Идя сюда, я опасался, что буду выглядеть белой вороной среди высокопоставленных мужей, но, к счастью, этого не произошло. Другие гости Помпея также пришли с письмоводителями или носильщиками, и теперь все мы стояли на почтительном расстоянии, выстроившись в ряд. Принесли напитки, няньки увели детей, а Муция любезно попрощалась с каждым из гостей, особо выделив Цезаря. После этого рабы принесли стулья, чтобы все могли сесть. Я уже был готов выйти из атриума вместе с остальными слугами, когда Цицерон сообщил Помпею, что я знаменит на весь Рим изобретенным мной изумительным способом скорописи (он так и сказал), и предложил оставить меня, чтобы я занес на табличку каждое произнесенное слово. Я вспыхнул от смущения. Помпей окинул меня подозрительным взглядом, и на секунду мне показалось, что он ответит отказом. Однако, поразмыслив, полководец кивнул:

– Ладно, пусть остается. В конце концов, эта запись может оказаться полезной. Но при одном условии: с нее не будут снимать копий и свиток будет храниться у меня. Возражения есть?

Возражений не оказалось, после чего мне принесли табурет, и я уселся поодаль, приготовив восковые таблички и зажав в потной ладони железный стилус.

Стулья были расставлены полукругом. Когда все расселись, Помпей начал совещание. Как я уже говорил, он был начисто лишен дара публичного оратора, но, когда ему приходилось говорить в знакомой обстановке и в кругу людей, которых он считал своими сторонниками, от него веяло силой и властностью.

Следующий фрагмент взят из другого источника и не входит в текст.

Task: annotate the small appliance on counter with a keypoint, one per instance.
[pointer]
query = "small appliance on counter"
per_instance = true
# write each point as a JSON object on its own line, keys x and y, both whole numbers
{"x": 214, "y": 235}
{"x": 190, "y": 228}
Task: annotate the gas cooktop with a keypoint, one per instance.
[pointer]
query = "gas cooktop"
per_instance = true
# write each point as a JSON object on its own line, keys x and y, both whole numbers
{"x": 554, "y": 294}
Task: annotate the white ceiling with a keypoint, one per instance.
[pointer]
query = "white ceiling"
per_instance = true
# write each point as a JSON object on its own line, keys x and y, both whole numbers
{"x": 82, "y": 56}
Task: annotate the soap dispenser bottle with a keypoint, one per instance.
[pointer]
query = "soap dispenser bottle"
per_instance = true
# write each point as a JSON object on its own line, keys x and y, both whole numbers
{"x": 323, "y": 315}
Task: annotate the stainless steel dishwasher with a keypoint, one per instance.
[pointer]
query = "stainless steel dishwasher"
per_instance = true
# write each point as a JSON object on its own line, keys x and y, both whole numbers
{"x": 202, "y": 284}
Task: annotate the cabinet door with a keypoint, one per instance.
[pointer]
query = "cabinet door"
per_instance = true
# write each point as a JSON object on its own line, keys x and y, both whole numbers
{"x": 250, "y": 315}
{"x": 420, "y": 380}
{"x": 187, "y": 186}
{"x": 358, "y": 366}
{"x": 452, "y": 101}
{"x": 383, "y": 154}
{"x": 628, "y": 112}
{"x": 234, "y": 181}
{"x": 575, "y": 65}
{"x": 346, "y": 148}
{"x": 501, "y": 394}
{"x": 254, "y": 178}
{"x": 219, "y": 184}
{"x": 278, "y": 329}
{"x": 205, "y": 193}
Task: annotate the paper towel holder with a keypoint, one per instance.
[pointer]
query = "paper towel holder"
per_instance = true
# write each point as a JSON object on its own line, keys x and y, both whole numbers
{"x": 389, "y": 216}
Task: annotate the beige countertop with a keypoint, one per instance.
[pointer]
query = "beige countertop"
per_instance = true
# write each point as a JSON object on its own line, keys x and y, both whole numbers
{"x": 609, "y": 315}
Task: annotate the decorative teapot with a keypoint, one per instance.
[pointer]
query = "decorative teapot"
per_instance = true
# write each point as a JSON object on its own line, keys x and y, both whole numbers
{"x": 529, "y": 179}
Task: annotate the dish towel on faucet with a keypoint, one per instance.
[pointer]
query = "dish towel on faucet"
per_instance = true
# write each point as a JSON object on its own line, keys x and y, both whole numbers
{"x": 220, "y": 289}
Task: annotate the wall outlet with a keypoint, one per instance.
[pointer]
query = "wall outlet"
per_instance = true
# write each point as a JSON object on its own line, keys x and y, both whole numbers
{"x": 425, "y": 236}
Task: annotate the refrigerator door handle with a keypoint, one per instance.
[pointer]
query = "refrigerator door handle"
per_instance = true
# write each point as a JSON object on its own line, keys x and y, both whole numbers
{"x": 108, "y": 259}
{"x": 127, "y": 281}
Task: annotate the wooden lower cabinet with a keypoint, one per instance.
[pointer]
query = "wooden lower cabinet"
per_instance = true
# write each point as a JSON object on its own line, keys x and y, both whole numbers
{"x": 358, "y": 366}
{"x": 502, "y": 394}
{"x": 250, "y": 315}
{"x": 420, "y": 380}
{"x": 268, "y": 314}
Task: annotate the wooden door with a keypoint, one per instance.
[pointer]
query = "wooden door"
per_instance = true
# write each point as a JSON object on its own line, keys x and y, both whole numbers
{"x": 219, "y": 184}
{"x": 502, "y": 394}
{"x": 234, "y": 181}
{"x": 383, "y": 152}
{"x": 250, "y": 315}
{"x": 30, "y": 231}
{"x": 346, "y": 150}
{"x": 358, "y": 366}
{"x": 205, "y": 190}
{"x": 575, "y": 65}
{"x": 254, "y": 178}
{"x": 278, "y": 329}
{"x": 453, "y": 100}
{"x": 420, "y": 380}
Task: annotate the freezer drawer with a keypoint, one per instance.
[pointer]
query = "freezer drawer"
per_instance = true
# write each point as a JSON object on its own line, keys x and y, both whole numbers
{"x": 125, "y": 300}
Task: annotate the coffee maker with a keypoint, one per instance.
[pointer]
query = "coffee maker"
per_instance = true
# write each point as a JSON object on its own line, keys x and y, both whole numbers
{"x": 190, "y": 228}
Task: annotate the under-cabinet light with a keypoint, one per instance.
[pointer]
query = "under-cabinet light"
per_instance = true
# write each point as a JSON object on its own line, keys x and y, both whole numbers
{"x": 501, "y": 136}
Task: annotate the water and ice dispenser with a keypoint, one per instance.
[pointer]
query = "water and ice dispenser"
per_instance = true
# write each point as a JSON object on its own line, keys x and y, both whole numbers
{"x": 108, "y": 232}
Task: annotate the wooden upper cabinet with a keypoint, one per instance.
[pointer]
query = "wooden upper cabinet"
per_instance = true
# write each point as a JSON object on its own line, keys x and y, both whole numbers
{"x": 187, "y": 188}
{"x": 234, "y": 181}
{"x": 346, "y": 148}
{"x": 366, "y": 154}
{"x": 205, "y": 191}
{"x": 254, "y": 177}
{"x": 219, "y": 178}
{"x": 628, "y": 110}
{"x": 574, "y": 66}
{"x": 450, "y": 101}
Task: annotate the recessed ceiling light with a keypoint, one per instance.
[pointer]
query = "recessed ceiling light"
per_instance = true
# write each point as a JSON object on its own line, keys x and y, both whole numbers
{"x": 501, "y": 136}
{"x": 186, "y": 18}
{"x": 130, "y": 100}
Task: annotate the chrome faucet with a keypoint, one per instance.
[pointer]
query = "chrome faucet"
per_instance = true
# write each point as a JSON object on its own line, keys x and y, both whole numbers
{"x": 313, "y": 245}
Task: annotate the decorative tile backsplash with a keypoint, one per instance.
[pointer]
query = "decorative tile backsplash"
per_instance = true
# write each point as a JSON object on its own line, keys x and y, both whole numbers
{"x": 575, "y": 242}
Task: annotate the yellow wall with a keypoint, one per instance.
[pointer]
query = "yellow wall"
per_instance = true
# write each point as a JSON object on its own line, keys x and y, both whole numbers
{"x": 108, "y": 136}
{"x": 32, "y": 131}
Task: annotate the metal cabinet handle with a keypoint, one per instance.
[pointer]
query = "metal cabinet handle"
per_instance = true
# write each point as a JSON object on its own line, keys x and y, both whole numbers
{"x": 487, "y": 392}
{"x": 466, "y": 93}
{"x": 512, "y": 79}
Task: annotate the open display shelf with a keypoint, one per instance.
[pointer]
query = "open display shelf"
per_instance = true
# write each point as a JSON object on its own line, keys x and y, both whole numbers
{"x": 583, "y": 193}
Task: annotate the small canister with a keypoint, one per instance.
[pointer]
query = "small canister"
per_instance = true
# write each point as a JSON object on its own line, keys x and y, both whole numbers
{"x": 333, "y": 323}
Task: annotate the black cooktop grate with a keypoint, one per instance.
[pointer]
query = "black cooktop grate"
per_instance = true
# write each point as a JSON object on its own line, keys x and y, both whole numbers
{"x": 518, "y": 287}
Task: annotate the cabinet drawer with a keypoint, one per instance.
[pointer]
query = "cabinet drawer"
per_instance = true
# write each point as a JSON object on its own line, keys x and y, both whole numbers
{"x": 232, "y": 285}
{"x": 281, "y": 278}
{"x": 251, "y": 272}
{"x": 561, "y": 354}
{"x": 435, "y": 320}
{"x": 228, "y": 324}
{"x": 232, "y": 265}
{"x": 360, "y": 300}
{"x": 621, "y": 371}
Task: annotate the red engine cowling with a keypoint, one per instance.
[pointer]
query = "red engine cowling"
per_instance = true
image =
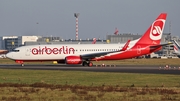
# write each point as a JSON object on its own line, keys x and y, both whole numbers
{"x": 73, "y": 60}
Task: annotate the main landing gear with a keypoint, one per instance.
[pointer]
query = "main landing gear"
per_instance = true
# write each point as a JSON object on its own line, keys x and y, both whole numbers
{"x": 87, "y": 63}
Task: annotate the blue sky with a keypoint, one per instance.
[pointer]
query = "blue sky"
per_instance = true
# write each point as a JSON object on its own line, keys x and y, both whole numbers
{"x": 98, "y": 18}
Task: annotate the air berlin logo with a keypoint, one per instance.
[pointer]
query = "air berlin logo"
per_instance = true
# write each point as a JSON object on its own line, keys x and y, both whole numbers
{"x": 156, "y": 29}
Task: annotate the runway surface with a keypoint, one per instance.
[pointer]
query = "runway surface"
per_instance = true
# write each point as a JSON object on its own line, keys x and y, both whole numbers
{"x": 120, "y": 69}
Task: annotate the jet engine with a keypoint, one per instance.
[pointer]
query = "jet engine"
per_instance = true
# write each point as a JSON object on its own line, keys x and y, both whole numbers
{"x": 73, "y": 60}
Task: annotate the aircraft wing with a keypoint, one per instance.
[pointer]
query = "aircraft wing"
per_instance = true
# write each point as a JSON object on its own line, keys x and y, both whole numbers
{"x": 160, "y": 45}
{"x": 93, "y": 55}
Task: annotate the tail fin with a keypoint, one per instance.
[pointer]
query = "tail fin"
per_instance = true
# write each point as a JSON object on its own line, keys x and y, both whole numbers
{"x": 125, "y": 46}
{"x": 154, "y": 33}
{"x": 176, "y": 46}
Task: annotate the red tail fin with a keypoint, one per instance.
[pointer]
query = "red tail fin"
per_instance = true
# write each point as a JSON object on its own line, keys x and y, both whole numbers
{"x": 126, "y": 46}
{"x": 94, "y": 41}
{"x": 154, "y": 33}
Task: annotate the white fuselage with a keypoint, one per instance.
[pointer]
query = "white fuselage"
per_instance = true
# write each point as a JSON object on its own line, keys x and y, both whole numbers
{"x": 61, "y": 51}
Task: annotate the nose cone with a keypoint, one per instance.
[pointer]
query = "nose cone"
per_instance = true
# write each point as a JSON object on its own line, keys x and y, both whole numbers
{"x": 9, "y": 55}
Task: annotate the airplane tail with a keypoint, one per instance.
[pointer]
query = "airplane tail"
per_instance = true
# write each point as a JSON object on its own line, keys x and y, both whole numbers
{"x": 176, "y": 46}
{"x": 94, "y": 41}
{"x": 154, "y": 33}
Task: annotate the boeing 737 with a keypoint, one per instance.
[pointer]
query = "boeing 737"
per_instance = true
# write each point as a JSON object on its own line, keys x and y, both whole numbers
{"x": 86, "y": 53}
{"x": 176, "y": 48}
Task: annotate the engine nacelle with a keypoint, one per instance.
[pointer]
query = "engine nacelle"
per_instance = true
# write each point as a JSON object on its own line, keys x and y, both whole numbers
{"x": 73, "y": 60}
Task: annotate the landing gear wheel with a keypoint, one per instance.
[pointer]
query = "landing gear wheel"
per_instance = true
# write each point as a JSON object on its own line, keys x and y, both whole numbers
{"x": 90, "y": 64}
{"x": 22, "y": 65}
{"x": 85, "y": 63}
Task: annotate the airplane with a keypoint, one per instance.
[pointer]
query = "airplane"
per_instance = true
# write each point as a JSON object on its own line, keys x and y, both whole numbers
{"x": 94, "y": 41}
{"x": 176, "y": 48}
{"x": 86, "y": 53}
{"x": 3, "y": 51}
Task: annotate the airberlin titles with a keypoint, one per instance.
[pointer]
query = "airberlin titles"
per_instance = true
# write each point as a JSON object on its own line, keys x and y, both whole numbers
{"x": 55, "y": 50}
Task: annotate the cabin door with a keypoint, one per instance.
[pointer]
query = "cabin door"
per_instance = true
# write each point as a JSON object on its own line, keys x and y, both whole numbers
{"x": 27, "y": 52}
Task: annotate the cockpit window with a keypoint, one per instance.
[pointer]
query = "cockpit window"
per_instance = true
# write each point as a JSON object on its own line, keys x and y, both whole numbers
{"x": 15, "y": 50}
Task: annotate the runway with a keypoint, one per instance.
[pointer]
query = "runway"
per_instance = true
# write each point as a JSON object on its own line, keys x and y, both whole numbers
{"x": 119, "y": 69}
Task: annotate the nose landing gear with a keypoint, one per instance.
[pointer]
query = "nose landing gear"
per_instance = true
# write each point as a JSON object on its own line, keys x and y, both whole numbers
{"x": 87, "y": 63}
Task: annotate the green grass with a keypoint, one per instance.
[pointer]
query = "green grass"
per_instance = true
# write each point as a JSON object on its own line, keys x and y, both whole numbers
{"x": 51, "y": 85}
{"x": 152, "y": 62}
{"x": 87, "y": 78}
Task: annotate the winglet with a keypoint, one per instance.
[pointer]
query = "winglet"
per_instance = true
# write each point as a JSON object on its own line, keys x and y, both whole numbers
{"x": 125, "y": 46}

После того как совещание закончилось и я расшифровал свои записи, у меня забрали табличку, но я запомнил почти все и теперь могу воспроизвести беседу едва ли не дословно.

Помпей начал с того, что сообщил присутствующим подробности нападения пиратов на Остию. Потоплено девятнадцать консульских боевых трирем, убито около двухсот человек, сожжены два склада с зерном, взяты в заложники два претора вместе с сопровождающими. Один из преторов осматривал зернохранилища, второй проверял флот. За их освобождение пираты потребовали выкуп.

– Если хотите знать мое мнение, – заявил Помпей, – то я считаю, что мы ни в коем случае не должны вести переговоры с пиратами. Это лишь толкнет их на дальнейшие беззакония.

Все согласно закивали. Помпей сообщил, что набег на Остию был не единичным событием, а одним из звеньев в длинной цепи преступлений, самыми вопиющими из которых было похищение благородной дамы Антонии с ее виллы на мысе Мизенум (ее отец возглавлял поход против пиратов), разграбление храмовых сокровищ в Кротоне и внезапные нападения на Брундизий и Кайету. Где будет нанесен новый удар?

Рим столкнулся с новым, незнакомым для себя врагом. Пираты не имели правительства, с которым можно было бы вести переговоры, не были связаны никакими договорами и соглашениями. Не было у них и единовластия. То была чума, одинаково опасная для всех, и эту смертельную заразу следовало выжечь каленым железом – иначе даже Рим, при всей своей военной мощи, не мог бы чувствовать себя в безопасности. Тогдашний порядок, когда консул возглавлял войска лишь в определенном месте и в течение отведенного ему срока, не позволял справиться с этой угрозой.